Australian release date: 3 May 2012
When Marius Holst’s film King of Devil’s Island screened at the 2011 Rotterdam Film Festival, the public debate that followed forced a re-examination of its subject’s history: in 1915, Bastoy, a prison island located in the fjord of Oslo, housed a very dark secret. It was a place where young men were subjected to brutal discipline, coupled with arduous labour in conditions that were inhumane. Holst wanted to make the film after meeting a former inmate and, after hearing about what happened on the island, was determined to reveal to the world how ‘evil grows in institutions sealed off from the rest of the world’.
Identity was stripped from the inmates the moment they arrived at Bastoy and they were given a number to replace their names. A young man, Erling (Benjamin Helstad), was sent to the island for a crime that is not specifically identified. Being a headstrong lad, he managed to make an impression on the other inmates and set a path for rebellion against the repressive system that used and abused the young men both physically and emotionally.
His almost immediate attempt to escape put him in the frontline for disciplinary action from the formidable guard, Brathen (Kristoffer Joner), who had his own evil agenda.

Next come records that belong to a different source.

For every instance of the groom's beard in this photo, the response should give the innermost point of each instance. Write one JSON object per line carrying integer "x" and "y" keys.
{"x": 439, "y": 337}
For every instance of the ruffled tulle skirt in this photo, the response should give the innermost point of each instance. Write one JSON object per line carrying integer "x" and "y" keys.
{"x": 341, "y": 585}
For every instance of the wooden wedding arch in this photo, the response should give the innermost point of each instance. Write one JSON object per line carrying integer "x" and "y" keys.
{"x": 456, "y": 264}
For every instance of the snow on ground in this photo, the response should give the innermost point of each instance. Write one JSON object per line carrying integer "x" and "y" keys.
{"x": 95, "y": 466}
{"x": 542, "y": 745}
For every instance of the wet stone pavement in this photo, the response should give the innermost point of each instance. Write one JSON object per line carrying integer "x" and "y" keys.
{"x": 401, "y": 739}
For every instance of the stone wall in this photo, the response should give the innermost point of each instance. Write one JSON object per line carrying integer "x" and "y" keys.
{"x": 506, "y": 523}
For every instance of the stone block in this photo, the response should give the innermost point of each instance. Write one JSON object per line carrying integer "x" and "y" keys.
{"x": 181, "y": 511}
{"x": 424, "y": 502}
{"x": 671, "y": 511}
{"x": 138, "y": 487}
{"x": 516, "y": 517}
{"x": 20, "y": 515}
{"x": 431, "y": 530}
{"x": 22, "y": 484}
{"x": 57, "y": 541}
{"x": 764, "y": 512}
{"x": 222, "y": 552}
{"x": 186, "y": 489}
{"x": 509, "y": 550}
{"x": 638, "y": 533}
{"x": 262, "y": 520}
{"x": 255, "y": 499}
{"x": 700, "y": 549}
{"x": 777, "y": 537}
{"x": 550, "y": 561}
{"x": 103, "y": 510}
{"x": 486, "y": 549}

He was also subjected to the hard-line rules set by Governor Bestyreren (Stellan Skarsgård). The rigid rules were in place to exact conformity and rebellion was not to be tolerated. The brutal responses to Erling’s actions make for uneasy viewing and there are some pretty confronting scenes.
The performances are all excellent, as are the production values; John Andreas Andersen’s camerawork deservedly won the Best Cinematography Award at the Göteborg International Film Festival last year and the soundtrack is a treat, too. Collectively, these values make you feel as if you are on the island with the prisoners and hoping they manage to escape from their dire circumstances.

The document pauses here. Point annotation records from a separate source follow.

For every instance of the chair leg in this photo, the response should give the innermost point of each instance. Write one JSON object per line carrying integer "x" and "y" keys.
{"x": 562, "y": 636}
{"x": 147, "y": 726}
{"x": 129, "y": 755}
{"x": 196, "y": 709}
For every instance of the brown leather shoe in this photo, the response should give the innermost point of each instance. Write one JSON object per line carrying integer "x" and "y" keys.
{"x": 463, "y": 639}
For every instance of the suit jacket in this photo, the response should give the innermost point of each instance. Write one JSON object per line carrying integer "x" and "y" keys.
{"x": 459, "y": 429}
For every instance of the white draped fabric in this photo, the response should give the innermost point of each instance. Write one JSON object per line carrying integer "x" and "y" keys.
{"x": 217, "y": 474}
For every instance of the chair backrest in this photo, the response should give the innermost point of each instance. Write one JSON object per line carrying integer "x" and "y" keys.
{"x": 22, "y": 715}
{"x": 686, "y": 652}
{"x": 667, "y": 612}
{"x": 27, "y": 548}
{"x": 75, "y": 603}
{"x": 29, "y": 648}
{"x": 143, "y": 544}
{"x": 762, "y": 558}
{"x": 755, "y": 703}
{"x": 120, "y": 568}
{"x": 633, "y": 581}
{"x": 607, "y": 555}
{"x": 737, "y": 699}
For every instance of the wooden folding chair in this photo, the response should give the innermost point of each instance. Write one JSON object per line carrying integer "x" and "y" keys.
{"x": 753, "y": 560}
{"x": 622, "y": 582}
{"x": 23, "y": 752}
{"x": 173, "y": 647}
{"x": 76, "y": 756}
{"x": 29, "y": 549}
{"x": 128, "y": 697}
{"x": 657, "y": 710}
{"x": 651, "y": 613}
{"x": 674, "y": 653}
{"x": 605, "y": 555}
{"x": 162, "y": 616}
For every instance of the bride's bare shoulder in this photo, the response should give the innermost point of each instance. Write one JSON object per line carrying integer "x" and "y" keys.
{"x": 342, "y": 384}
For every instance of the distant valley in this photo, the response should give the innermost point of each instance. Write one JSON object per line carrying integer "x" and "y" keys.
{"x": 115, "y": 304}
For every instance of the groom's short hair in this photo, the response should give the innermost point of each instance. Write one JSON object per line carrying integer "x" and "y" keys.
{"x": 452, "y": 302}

The end result is a drama which throws light on a subject that needed to be told and, in doing so, has probably made life a lot easier for those who are incarcerated on Bastoy to this day. Recent news reports state that it is now seen as a model prison which relies on ecological sustainability where the inmates work the farm and are able to participate in leisure activities during their time off. The end result is a system which has proven to lower the re-offending rates and a drop in the number of suicides and attempts to escape. It seems that out of a repressive system the Norwegians have learnt to adapt the process of rehabilitation. That can only be a positive thing.